France | France, Cour administrative d'appel de Marseille, 5ème chambre, 16 décembre 2019, 19MA03754


Vu la procédure suivante :

Procédure contentieuse antérieure :

Le syndicat CGT des personnels actifs et retraités du centre hospitalier du pays d'Aix et le syndicat départemental CFDT des services de santé et des services sociaux des Bouches-du-Rhône ont demandé au tribunal administratif de Marseille d'annuler les opérations électorales du 6 décembre 2018 en vue de la désignation des représentants du personnel aux commissions administratives paritaires et à la commission consultative paritaire des agents de la fonction publique hospitalière du département des Bouc

hes-du-Rhône, au comité technique d'établissement et aux commissions admini...

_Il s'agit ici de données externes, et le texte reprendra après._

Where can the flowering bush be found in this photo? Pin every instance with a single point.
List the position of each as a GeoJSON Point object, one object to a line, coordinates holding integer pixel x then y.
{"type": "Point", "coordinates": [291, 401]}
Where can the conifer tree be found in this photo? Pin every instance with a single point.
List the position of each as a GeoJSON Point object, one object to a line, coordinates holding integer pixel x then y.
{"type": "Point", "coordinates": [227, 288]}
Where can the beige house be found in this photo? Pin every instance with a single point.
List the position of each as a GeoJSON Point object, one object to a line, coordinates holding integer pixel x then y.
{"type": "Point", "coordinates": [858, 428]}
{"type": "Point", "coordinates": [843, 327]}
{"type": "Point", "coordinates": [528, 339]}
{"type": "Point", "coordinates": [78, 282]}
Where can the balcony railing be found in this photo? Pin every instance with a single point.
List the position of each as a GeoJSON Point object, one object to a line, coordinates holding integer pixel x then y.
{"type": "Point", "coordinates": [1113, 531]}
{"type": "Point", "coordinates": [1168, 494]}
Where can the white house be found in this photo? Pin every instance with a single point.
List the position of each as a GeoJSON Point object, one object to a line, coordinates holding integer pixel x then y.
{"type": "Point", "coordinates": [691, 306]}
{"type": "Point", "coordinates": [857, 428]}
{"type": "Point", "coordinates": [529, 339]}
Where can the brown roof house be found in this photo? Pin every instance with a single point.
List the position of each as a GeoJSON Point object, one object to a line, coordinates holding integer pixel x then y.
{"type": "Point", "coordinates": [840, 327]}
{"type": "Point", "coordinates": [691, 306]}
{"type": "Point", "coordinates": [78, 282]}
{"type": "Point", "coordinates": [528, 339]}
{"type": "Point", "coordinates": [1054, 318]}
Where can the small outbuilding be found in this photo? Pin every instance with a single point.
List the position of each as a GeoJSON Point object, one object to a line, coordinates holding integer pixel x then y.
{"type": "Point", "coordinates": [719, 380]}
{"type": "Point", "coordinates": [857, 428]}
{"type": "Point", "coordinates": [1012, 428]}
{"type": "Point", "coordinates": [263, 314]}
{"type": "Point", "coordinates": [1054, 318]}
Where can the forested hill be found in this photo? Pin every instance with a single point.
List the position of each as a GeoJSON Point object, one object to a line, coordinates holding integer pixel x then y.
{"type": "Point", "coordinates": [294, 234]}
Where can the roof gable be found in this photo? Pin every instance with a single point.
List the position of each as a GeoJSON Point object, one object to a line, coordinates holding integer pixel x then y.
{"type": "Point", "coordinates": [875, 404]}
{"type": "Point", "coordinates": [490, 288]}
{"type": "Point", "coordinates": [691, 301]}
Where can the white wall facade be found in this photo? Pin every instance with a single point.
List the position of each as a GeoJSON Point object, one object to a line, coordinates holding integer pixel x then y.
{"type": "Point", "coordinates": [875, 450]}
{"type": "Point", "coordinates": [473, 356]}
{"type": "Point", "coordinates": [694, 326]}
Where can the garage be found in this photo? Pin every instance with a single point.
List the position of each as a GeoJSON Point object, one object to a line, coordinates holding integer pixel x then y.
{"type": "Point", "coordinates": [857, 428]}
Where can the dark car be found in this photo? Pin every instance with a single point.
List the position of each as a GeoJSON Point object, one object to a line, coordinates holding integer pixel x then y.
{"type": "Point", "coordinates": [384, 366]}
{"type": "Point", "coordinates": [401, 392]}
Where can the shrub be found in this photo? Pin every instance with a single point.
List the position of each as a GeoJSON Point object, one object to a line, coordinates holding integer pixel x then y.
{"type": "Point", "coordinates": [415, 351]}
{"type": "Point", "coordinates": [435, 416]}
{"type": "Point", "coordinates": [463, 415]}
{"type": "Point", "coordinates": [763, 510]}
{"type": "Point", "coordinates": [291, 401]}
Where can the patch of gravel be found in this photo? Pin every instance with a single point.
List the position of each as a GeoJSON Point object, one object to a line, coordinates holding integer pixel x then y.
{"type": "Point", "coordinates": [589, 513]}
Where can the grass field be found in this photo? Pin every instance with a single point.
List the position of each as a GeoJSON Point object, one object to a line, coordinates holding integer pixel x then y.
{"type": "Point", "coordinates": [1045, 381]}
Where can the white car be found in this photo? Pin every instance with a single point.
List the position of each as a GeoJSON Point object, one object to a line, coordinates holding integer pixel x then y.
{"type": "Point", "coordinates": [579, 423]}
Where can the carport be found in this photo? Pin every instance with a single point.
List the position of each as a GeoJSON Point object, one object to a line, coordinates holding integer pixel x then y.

Vu la procédure suivante :

Procédure contentieuse antérieure :

Le syndicat CGT des personnels actifs et retraités du centre hospitalier du pays d'Aix et le syndicat départemental CFDT des services de santé et des services sociaux des Bouches-du-Rhône ont demandé au tribunal administratif de Marseille d'annuler les opérations électorales du 6 décembre 2018 en vue de la désignation des représentants du personnel aux commissions administratives paritaires et à la commission consultative paritaire des agents de la fonction publique hospitalière du département des Bouches-du-Rhône, au comité technique d'établissement et aux commissions administratives paritaires du centre hospitalier du pays d'Aix.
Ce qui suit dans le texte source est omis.